しかしながら、この報告には、ニゲロースの純度や濃度などの結晶化条件の記載が一切ない。さらに、この報告後、結晶ニゲロースまたはそれを含有する含蜜結晶を生成した報告はなく、K.Takeo and S.Matsuzakiらの報告では、ニゲロースは非晶質の粉末として得られ、結晶化することができなかったと記載されている[非特許文献7]。
【0008】
このように、結晶ニゲロースまたはそれを含有する含蜜結晶を得る方法は全く確立されておらず、工業的生産は不可能であった。
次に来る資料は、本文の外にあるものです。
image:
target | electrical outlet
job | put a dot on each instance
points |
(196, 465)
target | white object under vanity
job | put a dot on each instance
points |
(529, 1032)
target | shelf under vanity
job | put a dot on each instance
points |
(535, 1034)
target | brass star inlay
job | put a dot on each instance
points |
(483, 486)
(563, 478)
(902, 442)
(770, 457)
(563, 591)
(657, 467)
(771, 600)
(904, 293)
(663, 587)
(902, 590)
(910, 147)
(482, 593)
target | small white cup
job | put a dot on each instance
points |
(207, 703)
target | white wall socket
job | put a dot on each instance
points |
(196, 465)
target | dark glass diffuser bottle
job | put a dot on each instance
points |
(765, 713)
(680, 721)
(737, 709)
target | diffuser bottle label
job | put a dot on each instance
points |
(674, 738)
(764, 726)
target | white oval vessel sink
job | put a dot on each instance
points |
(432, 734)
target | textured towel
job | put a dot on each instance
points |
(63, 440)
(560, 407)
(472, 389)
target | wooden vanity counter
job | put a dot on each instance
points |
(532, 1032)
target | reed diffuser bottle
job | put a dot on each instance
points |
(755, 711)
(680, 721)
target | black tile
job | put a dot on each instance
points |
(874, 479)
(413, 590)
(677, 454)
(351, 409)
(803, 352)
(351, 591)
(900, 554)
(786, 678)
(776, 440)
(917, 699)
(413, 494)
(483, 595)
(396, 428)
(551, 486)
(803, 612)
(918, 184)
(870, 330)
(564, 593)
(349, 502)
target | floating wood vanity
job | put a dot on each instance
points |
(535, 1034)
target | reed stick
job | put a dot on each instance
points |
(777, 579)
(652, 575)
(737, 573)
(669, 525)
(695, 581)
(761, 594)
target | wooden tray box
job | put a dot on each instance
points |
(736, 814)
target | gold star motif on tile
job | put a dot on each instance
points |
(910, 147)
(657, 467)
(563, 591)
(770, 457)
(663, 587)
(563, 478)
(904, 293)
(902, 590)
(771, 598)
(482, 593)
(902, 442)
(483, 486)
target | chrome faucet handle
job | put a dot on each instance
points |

また、粉末ニゲロースの吸湿性を改善し、安定化する方法は知られていなかった。
【非特許文献1】S.A.Barker,E.J.Bourne,M.Stacey,Studies of Aspergillus niger.Part I.The structure of the polyglucosan synthesized by Aspergillus niger 152,J.Chem.Soc.,(1953)3084−3090.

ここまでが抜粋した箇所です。